I’m of two minds on Underground Airlines. On the one hand, judging it strictly on its own merits, it’s an thought-provoking and interesting book. The basic premise is that the Civil War never happened, and slavery was never abolished. It still exists in the United States in four southern states (the “Hard Four”). The story centers around Victor, an escaped slave who was caught by the government and now works for them as a sort of bounty hunter, tracking down other escaped slaves. In Underground Airlines, Victor is searching for an escaped slave named Jackdaw, and this search (in a very typical noir fashion) leads him deeper and deeper into a giant conspiracy with terrifying implications.
This is not the kind of book I normally read, but it held my interest, as Victor wrestles with guilt and rage over what he is forced by the government to do. The plot twists were exciting and of course the basic premise is thought-provoking–perhaps most disturbing of all is how similar Victor’s world seems to ours, and I wonder if I would have noticed as many similarities if I had read it right when it first came out in the summer of 2016.
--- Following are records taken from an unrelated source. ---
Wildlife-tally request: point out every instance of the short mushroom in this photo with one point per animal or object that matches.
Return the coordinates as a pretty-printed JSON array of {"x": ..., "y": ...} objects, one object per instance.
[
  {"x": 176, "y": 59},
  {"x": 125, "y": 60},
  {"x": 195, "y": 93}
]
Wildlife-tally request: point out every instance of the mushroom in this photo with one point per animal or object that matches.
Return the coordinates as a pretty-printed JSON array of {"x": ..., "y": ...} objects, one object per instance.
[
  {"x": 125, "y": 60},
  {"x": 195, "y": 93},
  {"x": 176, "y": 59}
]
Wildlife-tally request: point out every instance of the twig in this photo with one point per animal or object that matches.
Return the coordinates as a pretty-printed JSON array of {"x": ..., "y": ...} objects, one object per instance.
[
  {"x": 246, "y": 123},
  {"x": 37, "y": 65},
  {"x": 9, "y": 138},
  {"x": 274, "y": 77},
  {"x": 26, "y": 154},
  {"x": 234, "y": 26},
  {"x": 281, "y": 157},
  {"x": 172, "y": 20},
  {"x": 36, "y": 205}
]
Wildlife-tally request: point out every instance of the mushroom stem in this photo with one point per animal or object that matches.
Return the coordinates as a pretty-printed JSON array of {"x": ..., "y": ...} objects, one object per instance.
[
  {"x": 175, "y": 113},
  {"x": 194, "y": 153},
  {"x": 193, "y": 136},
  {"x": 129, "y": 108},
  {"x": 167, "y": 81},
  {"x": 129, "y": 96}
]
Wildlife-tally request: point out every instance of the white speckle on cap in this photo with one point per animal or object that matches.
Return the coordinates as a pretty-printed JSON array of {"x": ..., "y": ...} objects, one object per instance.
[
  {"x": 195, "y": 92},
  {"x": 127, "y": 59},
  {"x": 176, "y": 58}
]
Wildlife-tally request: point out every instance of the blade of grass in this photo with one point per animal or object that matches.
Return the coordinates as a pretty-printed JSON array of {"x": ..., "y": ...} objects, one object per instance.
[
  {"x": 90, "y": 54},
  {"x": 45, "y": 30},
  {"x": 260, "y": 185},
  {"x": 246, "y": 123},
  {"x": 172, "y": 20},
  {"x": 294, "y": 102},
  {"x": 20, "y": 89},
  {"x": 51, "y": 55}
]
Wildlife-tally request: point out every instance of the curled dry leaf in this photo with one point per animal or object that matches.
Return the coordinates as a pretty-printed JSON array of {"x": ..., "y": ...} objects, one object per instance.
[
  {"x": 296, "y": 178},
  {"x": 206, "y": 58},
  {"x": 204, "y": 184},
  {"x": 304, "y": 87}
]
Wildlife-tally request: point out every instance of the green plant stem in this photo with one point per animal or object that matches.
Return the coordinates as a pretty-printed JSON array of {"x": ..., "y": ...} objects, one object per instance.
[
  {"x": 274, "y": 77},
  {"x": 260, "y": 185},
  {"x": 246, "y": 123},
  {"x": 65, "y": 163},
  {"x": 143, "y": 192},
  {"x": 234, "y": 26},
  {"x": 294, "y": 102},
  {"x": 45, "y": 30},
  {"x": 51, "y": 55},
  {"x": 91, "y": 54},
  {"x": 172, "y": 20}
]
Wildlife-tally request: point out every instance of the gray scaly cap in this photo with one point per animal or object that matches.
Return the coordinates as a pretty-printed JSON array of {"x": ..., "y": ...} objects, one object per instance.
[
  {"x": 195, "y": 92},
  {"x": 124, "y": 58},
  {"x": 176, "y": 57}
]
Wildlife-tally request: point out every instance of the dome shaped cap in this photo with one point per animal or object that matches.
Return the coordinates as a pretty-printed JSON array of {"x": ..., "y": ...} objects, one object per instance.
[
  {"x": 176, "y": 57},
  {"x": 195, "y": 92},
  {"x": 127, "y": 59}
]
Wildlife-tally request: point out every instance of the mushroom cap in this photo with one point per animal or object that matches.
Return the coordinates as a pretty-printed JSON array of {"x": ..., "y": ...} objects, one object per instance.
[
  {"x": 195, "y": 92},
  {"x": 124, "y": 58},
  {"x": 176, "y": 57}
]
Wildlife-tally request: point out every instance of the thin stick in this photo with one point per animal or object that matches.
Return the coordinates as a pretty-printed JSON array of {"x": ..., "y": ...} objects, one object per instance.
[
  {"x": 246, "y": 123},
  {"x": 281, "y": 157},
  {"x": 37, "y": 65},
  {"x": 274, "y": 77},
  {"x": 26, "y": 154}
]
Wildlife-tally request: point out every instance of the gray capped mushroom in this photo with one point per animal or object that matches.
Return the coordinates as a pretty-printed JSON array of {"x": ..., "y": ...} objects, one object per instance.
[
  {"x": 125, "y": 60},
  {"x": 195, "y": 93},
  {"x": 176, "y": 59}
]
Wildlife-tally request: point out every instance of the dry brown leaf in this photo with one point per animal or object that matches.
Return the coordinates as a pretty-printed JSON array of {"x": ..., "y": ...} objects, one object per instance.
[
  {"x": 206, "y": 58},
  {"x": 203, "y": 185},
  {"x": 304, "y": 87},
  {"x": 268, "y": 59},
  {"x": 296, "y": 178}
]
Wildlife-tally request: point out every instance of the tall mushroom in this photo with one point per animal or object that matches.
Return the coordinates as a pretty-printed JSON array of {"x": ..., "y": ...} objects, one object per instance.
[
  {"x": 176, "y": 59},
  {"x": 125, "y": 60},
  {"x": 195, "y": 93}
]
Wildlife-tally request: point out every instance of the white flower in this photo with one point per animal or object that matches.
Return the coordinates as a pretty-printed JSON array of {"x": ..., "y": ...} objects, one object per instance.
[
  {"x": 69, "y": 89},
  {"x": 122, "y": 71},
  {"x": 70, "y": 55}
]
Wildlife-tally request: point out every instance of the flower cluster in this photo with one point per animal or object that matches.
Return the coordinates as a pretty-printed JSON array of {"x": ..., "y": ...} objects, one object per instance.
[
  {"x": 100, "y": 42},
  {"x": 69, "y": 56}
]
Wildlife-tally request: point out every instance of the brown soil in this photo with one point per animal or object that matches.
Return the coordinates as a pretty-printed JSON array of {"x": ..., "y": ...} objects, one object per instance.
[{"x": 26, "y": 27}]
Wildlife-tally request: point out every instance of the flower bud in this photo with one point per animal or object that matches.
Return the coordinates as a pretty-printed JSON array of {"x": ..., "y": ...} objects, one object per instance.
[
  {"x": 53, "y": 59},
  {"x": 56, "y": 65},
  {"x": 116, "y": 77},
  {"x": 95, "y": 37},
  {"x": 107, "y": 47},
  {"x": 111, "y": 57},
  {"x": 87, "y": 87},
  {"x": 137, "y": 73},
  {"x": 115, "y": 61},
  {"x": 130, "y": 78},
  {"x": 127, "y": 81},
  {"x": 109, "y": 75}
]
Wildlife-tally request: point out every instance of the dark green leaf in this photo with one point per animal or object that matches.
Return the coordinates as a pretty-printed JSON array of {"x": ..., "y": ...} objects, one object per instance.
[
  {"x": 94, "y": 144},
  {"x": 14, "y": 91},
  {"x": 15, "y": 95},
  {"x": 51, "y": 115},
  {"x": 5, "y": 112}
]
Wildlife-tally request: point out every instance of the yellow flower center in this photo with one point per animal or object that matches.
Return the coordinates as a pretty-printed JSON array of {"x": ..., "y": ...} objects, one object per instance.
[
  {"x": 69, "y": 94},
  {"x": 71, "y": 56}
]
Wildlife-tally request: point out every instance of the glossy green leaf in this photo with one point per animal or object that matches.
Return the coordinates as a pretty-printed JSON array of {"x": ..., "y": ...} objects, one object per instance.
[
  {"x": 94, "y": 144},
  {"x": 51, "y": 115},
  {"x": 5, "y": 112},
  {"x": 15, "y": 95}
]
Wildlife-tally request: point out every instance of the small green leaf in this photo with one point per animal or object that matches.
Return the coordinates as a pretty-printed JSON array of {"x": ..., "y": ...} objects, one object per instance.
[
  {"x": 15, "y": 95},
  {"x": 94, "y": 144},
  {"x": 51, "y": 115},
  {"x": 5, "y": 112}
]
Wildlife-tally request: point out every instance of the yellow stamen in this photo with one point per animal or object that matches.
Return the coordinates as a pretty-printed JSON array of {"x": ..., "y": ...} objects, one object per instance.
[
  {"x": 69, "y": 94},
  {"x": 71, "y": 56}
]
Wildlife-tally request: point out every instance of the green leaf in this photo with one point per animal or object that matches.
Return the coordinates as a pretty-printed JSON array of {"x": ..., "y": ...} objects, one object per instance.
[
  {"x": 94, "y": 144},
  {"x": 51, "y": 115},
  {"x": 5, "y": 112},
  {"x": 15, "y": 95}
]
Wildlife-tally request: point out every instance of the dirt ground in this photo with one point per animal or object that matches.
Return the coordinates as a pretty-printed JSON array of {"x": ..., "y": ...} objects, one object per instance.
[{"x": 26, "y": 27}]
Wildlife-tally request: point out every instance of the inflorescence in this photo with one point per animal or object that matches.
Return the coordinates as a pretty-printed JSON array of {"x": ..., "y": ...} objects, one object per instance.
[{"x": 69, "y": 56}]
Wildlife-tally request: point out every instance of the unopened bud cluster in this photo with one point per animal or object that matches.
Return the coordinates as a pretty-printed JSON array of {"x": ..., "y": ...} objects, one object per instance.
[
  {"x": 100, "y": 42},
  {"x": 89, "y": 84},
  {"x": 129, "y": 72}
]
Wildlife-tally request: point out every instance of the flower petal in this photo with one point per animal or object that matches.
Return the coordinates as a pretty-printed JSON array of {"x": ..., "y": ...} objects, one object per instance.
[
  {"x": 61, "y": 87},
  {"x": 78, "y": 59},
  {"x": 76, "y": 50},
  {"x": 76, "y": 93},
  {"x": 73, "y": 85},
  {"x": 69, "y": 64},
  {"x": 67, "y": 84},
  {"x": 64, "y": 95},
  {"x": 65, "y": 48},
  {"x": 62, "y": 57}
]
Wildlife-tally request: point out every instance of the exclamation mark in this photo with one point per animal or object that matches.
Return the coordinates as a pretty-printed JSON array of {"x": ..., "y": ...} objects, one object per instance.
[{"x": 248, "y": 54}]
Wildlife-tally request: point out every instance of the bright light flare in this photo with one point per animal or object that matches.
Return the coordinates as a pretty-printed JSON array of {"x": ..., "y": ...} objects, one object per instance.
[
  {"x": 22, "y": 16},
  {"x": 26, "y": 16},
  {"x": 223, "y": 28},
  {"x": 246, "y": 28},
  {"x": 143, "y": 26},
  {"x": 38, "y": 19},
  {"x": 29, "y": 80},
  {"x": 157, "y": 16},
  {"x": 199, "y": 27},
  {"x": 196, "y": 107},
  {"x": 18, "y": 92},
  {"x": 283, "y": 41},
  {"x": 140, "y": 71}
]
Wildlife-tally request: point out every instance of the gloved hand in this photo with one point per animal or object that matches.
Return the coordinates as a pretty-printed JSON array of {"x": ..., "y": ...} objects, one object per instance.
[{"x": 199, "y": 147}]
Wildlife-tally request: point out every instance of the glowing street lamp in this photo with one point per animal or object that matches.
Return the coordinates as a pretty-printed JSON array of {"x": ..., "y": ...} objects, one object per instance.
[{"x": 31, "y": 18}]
On the other hand, though, I found that I felt uncomfortable at times reading a book narrated by an African-American former slave, that was written by a white guy. Is this Ben Winters’s story to tell? I’m not sure that I, as a white person, am qualified to answer that. I have seen comparisons between this book and Kindred, so I’m adding that to my TBR list. Maybe after I read it I can revisit my feelings on this one a little bit.